I am always very wary of equating Jean/Jane with Janet. I know the LDS think they are interchangeable, but I have only ever seen a couple of examples. I have many, many more examples of families who had a daughter Jean/Jane and a daughter Janet, so clearly thought of Jean/Jane as a separate name from Janet. So I am not convinced that it happens often enough to be useful without additional evidence. Of course Jane/Jean and Janet both morph into Jeannie or Jenny, which may be the source of confusion.
On the other hand, Janet
is interchangable with Jessie. There is a birth of a Jessie Cunningham in Alloa on 11 July 1873, father William Cunningham, mother Margaret Reid. This couple also had two sons named William, one born 1866 and the other in 1870.
Also surprised that no-one has suggested Dunmore in the parish of Falkirk in Stirlingshire
http://www.geograph.org.uk/gridref/NS8989where there is a Dunmore Wood as well as the better known Pineapple
http://www.geograph.org.uk/gridref/NS8888I see that the 1911 census gives Janet's age as 36 and the 1901 says 26. This means that she is three times more likely to have been born in 1874 than in 1875.

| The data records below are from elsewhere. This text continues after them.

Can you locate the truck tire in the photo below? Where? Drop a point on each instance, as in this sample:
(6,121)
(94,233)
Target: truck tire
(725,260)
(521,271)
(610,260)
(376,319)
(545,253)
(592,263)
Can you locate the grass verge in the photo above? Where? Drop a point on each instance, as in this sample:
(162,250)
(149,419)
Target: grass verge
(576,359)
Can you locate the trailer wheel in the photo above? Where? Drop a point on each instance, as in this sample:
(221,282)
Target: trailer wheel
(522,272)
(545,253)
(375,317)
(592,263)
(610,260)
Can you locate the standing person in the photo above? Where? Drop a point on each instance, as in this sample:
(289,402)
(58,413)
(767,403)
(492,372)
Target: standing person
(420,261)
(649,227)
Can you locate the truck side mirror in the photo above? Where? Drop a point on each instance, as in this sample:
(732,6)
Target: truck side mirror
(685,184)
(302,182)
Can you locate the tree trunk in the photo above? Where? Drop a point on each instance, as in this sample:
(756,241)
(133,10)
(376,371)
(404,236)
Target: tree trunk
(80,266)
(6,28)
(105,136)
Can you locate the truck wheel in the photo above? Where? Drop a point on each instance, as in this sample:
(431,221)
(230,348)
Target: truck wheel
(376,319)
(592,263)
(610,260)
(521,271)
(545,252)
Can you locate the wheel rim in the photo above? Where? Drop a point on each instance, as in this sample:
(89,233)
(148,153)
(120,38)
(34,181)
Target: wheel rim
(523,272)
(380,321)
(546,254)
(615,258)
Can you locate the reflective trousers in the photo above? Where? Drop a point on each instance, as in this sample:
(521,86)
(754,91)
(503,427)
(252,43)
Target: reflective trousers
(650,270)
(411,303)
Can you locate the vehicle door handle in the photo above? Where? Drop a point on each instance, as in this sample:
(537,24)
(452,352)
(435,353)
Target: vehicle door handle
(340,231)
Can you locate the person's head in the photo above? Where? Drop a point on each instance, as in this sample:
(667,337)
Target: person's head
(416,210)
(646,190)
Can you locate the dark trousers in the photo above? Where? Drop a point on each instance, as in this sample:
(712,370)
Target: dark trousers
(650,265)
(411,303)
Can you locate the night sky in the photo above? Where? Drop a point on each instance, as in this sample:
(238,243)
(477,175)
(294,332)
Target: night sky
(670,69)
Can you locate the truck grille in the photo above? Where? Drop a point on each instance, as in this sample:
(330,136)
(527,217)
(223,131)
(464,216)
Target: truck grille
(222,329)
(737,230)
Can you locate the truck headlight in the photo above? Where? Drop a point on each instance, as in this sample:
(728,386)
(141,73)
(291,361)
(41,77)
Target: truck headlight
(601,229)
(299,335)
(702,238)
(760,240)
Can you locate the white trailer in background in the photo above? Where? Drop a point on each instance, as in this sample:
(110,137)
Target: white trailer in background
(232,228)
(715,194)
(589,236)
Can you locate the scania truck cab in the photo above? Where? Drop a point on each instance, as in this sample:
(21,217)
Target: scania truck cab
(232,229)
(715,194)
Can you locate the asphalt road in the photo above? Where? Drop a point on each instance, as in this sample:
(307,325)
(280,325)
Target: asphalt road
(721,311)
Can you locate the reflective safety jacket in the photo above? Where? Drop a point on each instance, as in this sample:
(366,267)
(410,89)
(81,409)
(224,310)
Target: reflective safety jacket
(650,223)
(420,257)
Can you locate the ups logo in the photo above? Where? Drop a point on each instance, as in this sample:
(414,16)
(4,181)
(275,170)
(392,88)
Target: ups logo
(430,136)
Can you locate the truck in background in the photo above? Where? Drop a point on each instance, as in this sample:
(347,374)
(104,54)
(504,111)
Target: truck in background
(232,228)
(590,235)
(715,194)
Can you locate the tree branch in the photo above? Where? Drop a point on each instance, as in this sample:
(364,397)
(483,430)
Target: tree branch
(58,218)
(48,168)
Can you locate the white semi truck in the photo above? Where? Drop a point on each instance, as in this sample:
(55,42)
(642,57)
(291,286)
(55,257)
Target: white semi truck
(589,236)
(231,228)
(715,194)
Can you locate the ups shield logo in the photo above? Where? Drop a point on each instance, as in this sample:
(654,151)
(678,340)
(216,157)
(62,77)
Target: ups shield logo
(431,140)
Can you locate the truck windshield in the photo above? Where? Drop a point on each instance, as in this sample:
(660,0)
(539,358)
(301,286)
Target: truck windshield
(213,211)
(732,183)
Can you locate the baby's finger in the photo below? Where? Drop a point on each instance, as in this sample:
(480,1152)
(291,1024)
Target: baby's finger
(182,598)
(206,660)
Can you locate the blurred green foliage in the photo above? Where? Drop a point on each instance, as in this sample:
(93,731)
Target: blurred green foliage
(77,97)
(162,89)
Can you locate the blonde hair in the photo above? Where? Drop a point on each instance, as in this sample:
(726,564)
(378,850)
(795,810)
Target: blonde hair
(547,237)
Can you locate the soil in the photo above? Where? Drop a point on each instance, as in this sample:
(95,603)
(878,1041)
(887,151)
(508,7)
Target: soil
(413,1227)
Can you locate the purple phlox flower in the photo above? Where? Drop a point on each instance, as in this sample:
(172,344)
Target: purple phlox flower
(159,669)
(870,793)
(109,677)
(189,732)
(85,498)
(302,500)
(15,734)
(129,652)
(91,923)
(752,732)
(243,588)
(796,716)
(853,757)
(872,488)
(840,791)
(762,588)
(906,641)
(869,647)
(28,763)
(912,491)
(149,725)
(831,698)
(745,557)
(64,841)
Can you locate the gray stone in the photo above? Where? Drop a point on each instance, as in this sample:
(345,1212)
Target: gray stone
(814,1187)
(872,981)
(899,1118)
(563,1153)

It should be simple enough to find out the parentage of the William Cunningham in the 1901 snd 1911 censuses. He had a 22-year-old son John, born in Bathgate, and he and his wife had been married for 27 years. There can't be that many John Cunninghams born in Bathgate in 1888/9, and John's birth certificate will tell you Jane's maiden name and the exact date and place of William and Jane's marriage in 1883/4. The marriage certificate will tell you the names of William's parents.